Senin, 12 Maret 2012

Main Sore, Main Padang : Perilaku Orang Minangkabau dalam Sepakbola

Oleh : Deddy Arsya & (ed.) Muhammad Ilham

Selama sepekan setelah hari raya, di kampung kami biasanya akan berlangsung pertandingan sepakbola. Turnamen antar nagari itu memperebutkan Piala Bapak Camat. Atau kadang-kadang jika panitia sedang beruntung mendapat bantuan dana dari pejabat teras kabupaten, turnamen menjadi sedikit lebih bergengsi: Bupati Cup. Ada satu idiom yang paling diingat dari pertandingan sepakbola itu. Bagaimana saya harus mendefinisikan idiom itu dalam tulisan ini? Begini saja. Jika para penonton di pinggir lapangan sudah meneriakkannya, sudah dapat dipastikan, permainan tidak akan berlanjut dengan baik. Para pemain yang tak profesional dan terlalu gampang disulut amarahnya itu sudah tak memperhitungkan lagi pelanggaran dan kartu merah. Jika sudah begitu, di tengah lapang kaki para pemain akan beradu sama kaki, badan membentur badan, bola terbang entah ke mana tak terpedulikan lagi. Tumit sepatu bisa setinggi dagu, lutut sampai di rusuk, siku bisa menerobos ke selangkang. Hasrat untuk mencetak gol telah tergantikan oleh hasrat mencelakai lawan. Mulanya penonton yang menyulut amarah pemain, lalu lama kelamaan penonton yang tersulut menyaksikan permainan yang menjurus kasar dan licik. Jika sudah begitu, berteriaklah penonton sesama penonton, berserulah mereka sesama mereka. Dengan satu komando saja, penonton yang di sana dan penonton yang di situ sudah bertemu ‘di medan laga’.  Berkucatak perkelahian, batu dapat batu dilemparkan, kayu dapat kayu dipungkangkan.
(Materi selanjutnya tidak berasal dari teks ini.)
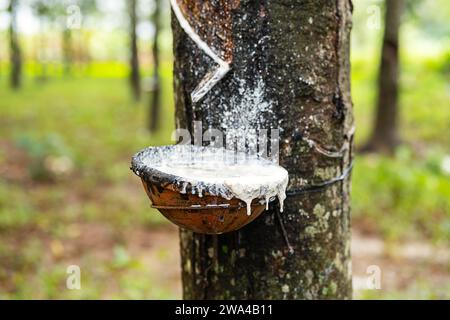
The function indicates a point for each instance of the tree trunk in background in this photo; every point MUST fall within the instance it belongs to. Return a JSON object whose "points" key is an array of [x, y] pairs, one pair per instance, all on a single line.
{"points": [[293, 58], [15, 52], [385, 133], [155, 103], [135, 79]]}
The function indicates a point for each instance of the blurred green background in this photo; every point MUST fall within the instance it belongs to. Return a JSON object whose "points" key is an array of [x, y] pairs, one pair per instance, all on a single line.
{"points": [[67, 195]]}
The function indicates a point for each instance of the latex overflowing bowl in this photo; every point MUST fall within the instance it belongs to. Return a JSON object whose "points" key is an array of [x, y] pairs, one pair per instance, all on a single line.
{"points": [[208, 190]]}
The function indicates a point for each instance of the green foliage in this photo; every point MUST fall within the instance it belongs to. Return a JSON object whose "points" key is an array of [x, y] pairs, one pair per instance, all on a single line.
{"points": [[406, 196]]}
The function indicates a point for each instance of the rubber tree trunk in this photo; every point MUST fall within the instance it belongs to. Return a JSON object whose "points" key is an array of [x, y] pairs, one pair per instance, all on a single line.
{"points": [[67, 49], [155, 103], [135, 78], [290, 61], [385, 134], [15, 51]]}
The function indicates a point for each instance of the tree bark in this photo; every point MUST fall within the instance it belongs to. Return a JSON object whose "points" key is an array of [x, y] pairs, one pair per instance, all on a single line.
{"points": [[295, 55], [155, 104], [15, 51], [385, 133], [135, 79]]}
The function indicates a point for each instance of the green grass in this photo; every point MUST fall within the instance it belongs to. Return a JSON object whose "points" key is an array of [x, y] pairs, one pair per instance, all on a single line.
{"points": [[65, 147]]}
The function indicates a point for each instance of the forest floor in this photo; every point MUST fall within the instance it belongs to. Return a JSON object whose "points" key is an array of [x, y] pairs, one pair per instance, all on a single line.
{"points": [[67, 195]]}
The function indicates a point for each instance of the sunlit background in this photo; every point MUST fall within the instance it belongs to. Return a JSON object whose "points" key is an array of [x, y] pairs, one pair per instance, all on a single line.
{"points": [[67, 196]]}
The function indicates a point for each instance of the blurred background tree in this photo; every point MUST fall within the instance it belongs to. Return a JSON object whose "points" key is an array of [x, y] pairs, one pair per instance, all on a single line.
{"points": [[15, 51]]}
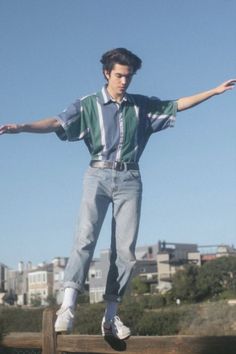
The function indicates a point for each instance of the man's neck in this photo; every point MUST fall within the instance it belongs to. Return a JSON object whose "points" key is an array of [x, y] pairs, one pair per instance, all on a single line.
{"points": [[117, 98]]}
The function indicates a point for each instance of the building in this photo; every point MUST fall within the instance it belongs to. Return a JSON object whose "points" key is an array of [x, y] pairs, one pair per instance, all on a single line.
{"points": [[3, 276], [40, 284], [59, 265], [170, 258], [210, 252]]}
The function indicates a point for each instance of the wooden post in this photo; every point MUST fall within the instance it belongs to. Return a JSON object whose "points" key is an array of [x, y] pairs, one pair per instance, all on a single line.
{"points": [[48, 333]]}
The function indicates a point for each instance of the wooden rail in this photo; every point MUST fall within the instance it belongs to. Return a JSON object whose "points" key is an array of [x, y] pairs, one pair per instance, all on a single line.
{"points": [[50, 343]]}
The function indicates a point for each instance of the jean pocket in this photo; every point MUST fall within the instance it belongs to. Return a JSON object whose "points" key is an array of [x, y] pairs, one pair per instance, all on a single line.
{"points": [[134, 174]]}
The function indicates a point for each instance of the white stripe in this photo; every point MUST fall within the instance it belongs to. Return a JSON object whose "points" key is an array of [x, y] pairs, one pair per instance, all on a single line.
{"points": [[121, 123], [101, 124], [135, 150]]}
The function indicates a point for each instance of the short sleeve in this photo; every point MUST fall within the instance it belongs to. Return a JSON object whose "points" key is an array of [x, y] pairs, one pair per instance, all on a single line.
{"points": [[161, 114], [72, 123]]}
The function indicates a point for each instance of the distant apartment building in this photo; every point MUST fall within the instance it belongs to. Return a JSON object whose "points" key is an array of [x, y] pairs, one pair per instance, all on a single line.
{"points": [[59, 265], [3, 276], [210, 252], [170, 258]]}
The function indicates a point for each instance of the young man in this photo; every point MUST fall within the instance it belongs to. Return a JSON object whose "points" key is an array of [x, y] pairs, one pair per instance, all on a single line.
{"points": [[116, 127]]}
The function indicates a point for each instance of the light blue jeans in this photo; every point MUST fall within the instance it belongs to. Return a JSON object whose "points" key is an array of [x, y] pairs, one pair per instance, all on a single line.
{"points": [[123, 189]]}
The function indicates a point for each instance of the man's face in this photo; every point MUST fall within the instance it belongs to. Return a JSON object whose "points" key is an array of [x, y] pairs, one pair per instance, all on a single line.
{"points": [[118, 80]]}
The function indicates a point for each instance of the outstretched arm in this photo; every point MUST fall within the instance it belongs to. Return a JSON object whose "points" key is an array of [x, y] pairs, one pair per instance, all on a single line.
{"points": [[47, 125], [191, 101]]}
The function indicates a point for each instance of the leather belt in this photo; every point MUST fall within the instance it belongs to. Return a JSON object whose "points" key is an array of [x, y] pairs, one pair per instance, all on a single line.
{"points": [[115, 165]]}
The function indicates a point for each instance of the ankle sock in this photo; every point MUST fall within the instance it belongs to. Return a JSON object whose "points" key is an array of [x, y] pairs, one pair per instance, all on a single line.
{"points": [[70, 298], [111, 310]]}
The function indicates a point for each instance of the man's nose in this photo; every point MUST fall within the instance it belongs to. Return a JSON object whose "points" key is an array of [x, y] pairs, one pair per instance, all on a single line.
{"points": [[124, 80]]}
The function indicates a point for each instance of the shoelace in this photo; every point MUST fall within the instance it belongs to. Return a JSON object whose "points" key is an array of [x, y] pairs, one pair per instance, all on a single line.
{"points": [[117, 322]]}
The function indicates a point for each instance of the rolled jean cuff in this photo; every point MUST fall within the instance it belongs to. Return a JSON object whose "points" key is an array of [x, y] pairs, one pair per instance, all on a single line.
{"points": [[113, 298], [71, 284]]}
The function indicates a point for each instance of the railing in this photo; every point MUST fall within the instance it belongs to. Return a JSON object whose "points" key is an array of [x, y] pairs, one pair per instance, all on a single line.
{"points": [[50, 343]]}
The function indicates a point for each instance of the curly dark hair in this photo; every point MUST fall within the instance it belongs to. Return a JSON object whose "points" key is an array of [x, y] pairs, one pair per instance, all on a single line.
{"points": [[120, 56]]}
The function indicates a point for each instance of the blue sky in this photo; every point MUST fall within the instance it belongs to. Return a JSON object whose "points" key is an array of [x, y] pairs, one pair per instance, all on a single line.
{"points": [[50, 52]]}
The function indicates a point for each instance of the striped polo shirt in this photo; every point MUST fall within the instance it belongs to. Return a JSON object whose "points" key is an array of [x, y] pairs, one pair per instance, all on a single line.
{"points": [[115, 131]]}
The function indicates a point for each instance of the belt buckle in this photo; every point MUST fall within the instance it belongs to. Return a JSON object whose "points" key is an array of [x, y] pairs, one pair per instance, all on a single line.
{"points": [[119, 166]]}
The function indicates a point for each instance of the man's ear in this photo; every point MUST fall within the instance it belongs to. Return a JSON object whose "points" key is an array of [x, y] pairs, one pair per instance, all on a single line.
{"points": [[106, 74]]}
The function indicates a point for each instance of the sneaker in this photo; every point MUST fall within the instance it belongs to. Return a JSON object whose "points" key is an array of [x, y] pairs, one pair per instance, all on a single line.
{"points": [[115, 328], [64, 321]]}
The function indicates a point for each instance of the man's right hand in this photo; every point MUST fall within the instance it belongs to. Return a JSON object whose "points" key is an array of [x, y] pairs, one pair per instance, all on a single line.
{"points": [[10, 129]]}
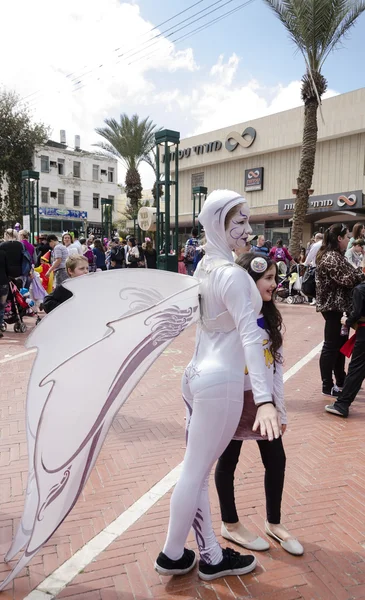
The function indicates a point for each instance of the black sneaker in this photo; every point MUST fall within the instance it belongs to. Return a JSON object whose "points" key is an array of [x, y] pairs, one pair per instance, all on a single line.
{"points": [[233, 563], [334, 410], [166, 566], [332, 393]]}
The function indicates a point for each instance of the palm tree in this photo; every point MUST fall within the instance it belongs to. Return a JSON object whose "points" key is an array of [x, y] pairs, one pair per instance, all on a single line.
{"points": [[131, 141], [316, 27]]}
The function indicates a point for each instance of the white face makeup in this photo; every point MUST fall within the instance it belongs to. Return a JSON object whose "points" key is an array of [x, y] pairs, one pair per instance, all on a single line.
{"points": [[238, 228]]}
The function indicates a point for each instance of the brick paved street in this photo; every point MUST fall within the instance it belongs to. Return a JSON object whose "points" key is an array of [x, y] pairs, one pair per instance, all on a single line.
{"points": [[324, 497]]}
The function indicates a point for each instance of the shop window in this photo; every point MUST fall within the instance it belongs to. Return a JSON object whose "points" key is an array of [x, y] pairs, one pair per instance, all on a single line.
{"points": [[61, 196], [61, 166], [44, 164], [44, 195], [77, 169]]}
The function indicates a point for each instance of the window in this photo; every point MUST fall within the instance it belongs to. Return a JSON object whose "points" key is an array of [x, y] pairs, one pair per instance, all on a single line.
{"points": [[61, 166], [77, 169], [61, 196], [95, 172], [44, 195], [45, 164]]}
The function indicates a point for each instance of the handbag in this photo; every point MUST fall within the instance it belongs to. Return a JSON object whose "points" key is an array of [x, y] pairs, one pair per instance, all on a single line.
{"points": [[309, 282]]}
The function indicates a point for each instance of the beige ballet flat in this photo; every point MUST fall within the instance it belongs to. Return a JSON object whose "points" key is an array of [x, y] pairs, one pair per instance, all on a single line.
{"points": [[258, 545], [292, 545]]}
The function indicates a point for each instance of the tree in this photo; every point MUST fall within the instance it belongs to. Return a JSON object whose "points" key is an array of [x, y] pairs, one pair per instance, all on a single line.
{"points": [[316, 27], [18, 139], [131, 141]]}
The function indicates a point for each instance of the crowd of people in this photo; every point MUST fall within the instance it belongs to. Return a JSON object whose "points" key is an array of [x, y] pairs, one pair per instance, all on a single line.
{"points": [[233, 387]]}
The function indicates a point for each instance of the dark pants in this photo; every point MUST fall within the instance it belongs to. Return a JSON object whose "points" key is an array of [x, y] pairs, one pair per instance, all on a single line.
{"points": [[355, 375], [273, 459], [332, 360]]}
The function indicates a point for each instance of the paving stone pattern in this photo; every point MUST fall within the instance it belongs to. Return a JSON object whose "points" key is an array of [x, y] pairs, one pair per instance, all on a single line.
{"points": [[324, 498]]}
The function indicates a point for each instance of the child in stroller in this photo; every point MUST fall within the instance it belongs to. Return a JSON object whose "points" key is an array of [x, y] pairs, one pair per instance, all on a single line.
{"points": [[19, 305], [289, 289]]}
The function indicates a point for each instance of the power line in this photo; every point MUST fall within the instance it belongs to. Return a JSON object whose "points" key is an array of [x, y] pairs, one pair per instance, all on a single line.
{"points": [[198, 29], [77, 85], [116, 49]]}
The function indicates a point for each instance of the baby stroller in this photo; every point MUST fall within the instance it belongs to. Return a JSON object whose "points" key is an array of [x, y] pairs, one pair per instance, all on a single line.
{"points": [[17, 307], [289, 289]]}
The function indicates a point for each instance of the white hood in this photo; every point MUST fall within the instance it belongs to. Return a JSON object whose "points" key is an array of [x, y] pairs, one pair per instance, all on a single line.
{"points": [[212, 217]]}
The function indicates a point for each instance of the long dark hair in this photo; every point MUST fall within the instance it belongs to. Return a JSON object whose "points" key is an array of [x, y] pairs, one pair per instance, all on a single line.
{"points": [[272, 316], [330, 240]]}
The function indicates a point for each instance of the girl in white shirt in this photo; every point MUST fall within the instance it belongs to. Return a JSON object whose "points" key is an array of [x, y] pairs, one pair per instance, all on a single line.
{"points": [[213, 385], [264, 272]]}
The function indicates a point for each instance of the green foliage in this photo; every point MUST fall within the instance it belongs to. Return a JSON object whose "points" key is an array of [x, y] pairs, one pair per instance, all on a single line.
{"points": [[131, 140], [317, 26], [18, 138]]}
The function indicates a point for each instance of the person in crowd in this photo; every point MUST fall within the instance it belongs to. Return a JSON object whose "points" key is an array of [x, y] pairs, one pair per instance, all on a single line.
{"points": [[99, 254], [42, 248], [4, 286], [24, 239], [190, 249], [67, 243], [58, 258], [358, 232], [117, 255], [356, 347], [150, 255], [280, 254], [335, 280], [355, 254], [83, 245], [261, 247], [76, 266], [310, 260], [133, 254], [181, 268], [265, 274], [227, 338], [14, 253], [76, 243]]}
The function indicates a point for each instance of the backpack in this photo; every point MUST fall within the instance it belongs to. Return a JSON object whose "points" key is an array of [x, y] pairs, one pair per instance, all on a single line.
{"points": [[26, 262], [280, 254], [190, 253], [119, 255]]}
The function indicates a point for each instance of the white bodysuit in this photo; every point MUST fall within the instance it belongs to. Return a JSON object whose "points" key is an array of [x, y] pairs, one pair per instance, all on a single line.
{"points": [[213, 384]]}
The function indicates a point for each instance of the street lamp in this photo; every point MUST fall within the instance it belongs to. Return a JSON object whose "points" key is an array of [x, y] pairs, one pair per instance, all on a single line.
{"points": [[30, 203], [167, 139], [199, 193], [106, 217]]}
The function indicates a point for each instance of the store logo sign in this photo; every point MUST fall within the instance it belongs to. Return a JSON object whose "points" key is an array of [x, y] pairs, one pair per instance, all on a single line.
{"points": [[346, 200], [245, 140]]}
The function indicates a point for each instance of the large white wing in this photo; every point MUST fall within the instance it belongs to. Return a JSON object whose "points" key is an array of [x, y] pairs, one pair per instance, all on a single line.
{"points": [[117, 323]]}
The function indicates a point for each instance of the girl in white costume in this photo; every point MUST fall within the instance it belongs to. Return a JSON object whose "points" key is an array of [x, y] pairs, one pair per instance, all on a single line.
{"points": [[265, 273], [227, 338]]}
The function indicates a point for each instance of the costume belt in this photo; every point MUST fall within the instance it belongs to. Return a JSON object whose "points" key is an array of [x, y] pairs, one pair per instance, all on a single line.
{"points": [[348, 347]]}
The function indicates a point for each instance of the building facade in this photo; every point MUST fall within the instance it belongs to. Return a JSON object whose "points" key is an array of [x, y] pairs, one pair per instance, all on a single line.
{"points": [[71, 186], [260, 159]]}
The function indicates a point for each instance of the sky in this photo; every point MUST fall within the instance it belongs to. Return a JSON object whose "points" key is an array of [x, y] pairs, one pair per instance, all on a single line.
{"points": [[88, 60]]}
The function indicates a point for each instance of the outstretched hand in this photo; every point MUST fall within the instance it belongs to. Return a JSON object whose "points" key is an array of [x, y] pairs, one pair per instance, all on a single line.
{"points": [[267, 418]]}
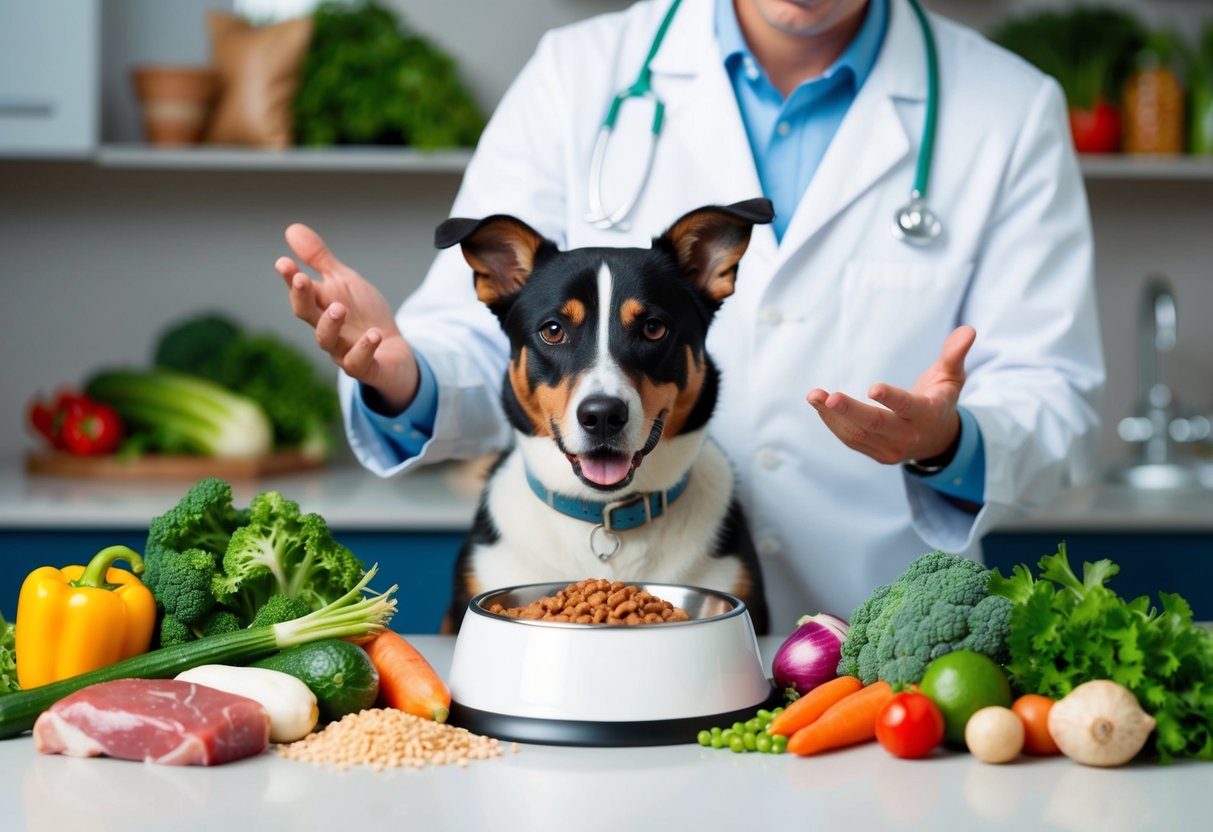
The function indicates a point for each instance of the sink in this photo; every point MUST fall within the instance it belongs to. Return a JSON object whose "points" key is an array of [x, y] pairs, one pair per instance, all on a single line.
{"points": [[1162, 476]]}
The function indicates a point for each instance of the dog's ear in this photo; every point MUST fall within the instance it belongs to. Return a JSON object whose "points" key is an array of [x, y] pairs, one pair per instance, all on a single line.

Idiom itu berbunyi: “Main sore, main sore!”. 

Pada buku sejarah (Asvi Marwan Adam, 2010: 61) dituliskan, dalam dunia sepakbola pada masa Belanda dulu dikenal istilah “Main Padang”. Istilah Main Padang konon digunakan orang-orang di tanah Jawa untuk menunjuk pada corak permainan sepakbola yang licik dan cenderung kasar. Apakah istilah ini semakna artinya atau merujuk kepada istilah “Main Sore”? Dan apakah ini juga mengindikasikan bahwa, pernah dalam sejarah, permainan sepakbola tim dari Padang licik dan cenderung kasar? Atau hanya merupakan stigma yang dilekatkan oleh kekuasaan tertentu, kekuasaan Belanda misalnya, untuk memberi citra negatif pada orang Minang?. Pada buku sejarah yang ditulis Freek Colombijn (2006: 105) dikatakan pula bahwa pertandingan antar suku dan antar kampung di Padang memang adalah permainan yang paling kasar dan berpotensi pecah perkelahian. Setiap tim dari Pauh dan tim dari Koto Tangah bertemu dalam pertandingan, misalnya, hampir dapat dipastikan ujung-ujungnya akan berkelahi. Bahkan, pernah dalam suatu pertandingan antar kampung, pemain sampai berkelahi dengan polisi, dan melibatkan para penonton. Para pemain dan penonton yang agresif seperti itu dijebloskan ke penjara selama satu atau dua bulan.  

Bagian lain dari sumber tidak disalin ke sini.